Ockham's Razor: an interesting way to define "logical"

Wow. I can't even tell you how oft I have been given the following as an assumption in an argument: "Given any two explanations of a phenomenon, the simpler of the two will be the correct one". You've seen this guy lurking around the corner, just outside the circle of lamplight, right? It's not word-for-word, of course (I'm pretty sure it would be in Latin if anyone wanted to catch me on that point; how's your Latin, these days?), but this is one of the fundamental maxims of Modern Science. It stands right there next to the idea that the universe must lay bare all its secrets before man once man has figured out how to ask the right questions, and its sister notion that all things can be described mathematically.
Perhaps you noticed my majiscules up there and wondered why I used "Modern Science" as opposed to "modern science". These two, I think, are demonstrably separable schools of thought. Having promised demonstrability, please permit me to demonstrate.
Why must Ockham's Razor stand with the rules of truth-functional, or even first-order, logic? Why is it inherently as true as the law of excluded middle (you must have p or not p; never both, never neither. Schroedinger's cat is a famous paradox that demonstrates an absurdity in quantum mechanics, namely that the famous feline must be both living and dead until observed; a violation of this logical law.)?
Sometimes we forget that there are two kinds of logic in this wild and wacky world of ours. The first is the math kind: first order logic, which employs a good deal of truth-functional logic. It's good stuff; I'm a huge fan. It is not necessarily an accurate way of describing anything aside from p's and q's, however. Chinese Daoism rejects this kind of logic as a way to describe, for example, reality (at least, it used to. I have to admit that I haven't read anything but the Dao de jing, and that mostly through a translation. I admit that I'm uncertain what modern Daoists are saying).
The other kind of logic is the kind that humans use. We call it informal logic. I like this kind, too, but it is a different kind of logic. If Ockham's Razor were a product, this would be its brand. Informal logic is what we use when we can't prove absolutely whether an idea is true or false, but all the evidence seems to point toward one side of the other. This is the kind of logic used in a court of law. The only way to prove absolutely that a crime took place would be to have all people everywhere see it happen. Even that might not be proof! The universe is a strange place; I've seen a guy pull a coin out of a little girl's ear, you know. I'm just saying that human beings, as fallible and non-omniscient beings, sometimes get tricked, confused or otherwise miss some of the facts in a judgement of verity. Informal logic is for those who are less interested in p's and q's as they are in what the most likely (though not irrefutably certain) answer to a real question is.
Both varieties of logic must, if we want a nice, clean game of it, acknowledge their boundaries. Formal, first order logic can assure us whether abstract things are true of false. David Hume proved pretty conclusively, I think, that first order logic can't actually step into the informal logic realm and deal with real-world events. If you have ever heard that correlation does not imply causation, this is where it came from. Informal logic, likewise, cannot step into the realm of the formal and use our best judgement to demonstrate universal truths. If you don't believe me, use your intuition instead of algebra on your next math test. I'd like to hear how it goes.

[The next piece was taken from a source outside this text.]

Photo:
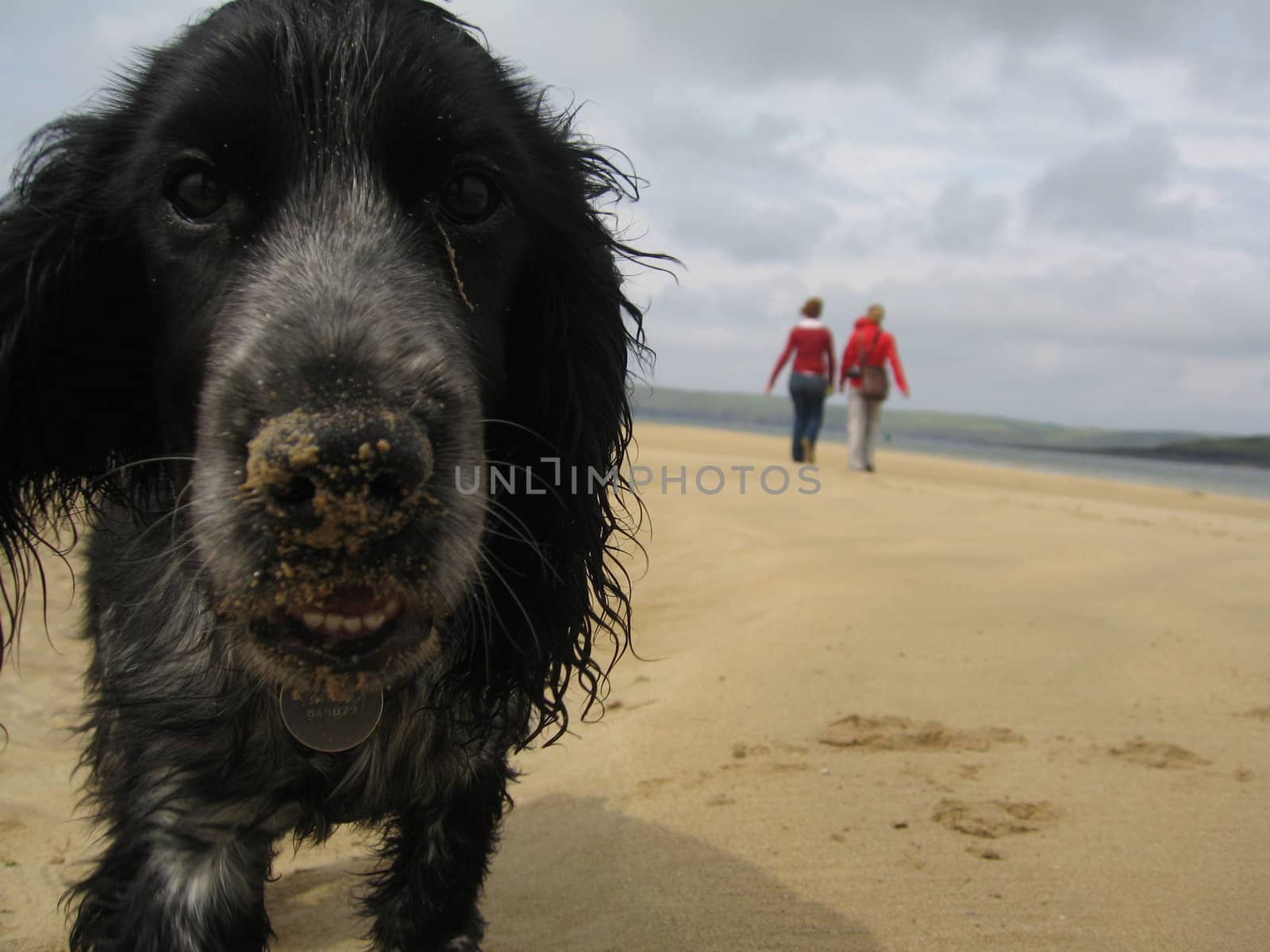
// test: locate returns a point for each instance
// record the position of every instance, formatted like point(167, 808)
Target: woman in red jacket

Scientists (you can't tell because of English orthographical rules about the beginnings of sentences, but that's the kind of scientists with a leading miniscule) take a look at the world, look at their two kinds of logic, and say, "I can't use these to figure out that. At least, not for sure. What I can do is watch the universe go by and look for patterns. When I see a pattern, I'll try to come up with a reason for it." Ockham's Razor says that it makes sense that the simplest answer should be the correct one, and so the scientist won't waste time coming up with a more elaborate reason for what's going on. Ultimately, he knows, he cannot really decide why something is the way it is for certain, and so he may as well use the simplest models to avoid confusion.
Modern Scientists (that's the majiscule variety now) lift Ockham's Razor into the realm or formal logic, and in so doing deify math. Who wants math as a god? Well, if you're looking for a belief system without moral constraints, this is the one to go with. Making the assumption that Ockham's Razor is a statement of verifiable fact (it isn't, which is problematic for me, but let's pretend), it only makes sense that math can unerringly prove what is true. With this method of reasoning, we can elevate all informal logic to the level of the formal kind. Well now we know everything! The problem is that Ockham's Razor is not a statement of verifiable fact. You cannot prove that things don't happen for a more complicated reason than is immediately apparent. You cannot prove that there aren't things happening behind the scenes in the universe. You can't even prove that math describes anything in the real world! Now these are very attractive ideas, and they sing a lovely Siren's song. If you want to play at logic with the big boys, though, you can't have them. You must always remember that the universe is big enough for surprises. Socrates was right on at least one point. We are truly wise when we know that we know nothing.